Double Descent

Double descent is a well known phenomena in deep learning that explains the curious effect that model and dataset size has on generalization performance. Classical statistical wisdom purports that small models underfit, large models overfit, and the ideal size is somewhere in the middle. However, modern machine learning methods have shown that as models become very large, the extreme overparameterization can actually lead to models that generalize better. It turns out that there is a critical region where increased model size actually results in worse performance before subsequently improving.

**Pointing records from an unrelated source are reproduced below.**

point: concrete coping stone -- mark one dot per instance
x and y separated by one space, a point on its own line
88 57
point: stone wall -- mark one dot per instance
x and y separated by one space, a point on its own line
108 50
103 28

This phenomena also appears with increasing dataset size and training length. The double descent phenomena exhibits a generalized relation to this notion of effective model complexity, which is the maximum number of samples on which a model can achieve a training error near zero. Consider a training procedure $\mathcal{T}$ that takes an input set $S = \{(x_1, y_1), ..., (x_n, y_n)\}$ of training samples. The effective model complexity with respect to a distribution $\mathcal{D}$ can be defined as:

$$ EMC_{\mathcal{D}, \epsilon}(\mathcal{T}) := max\{ n | \mathbb{E}_{S \sim \mathcal{D}^n} [Error_{S}(\mathcal{T}(S))] \leq \epsilon \} $$

Model behavior becomes atypical in an interpolation region where the number of training samples is comparable to the effective model complexity.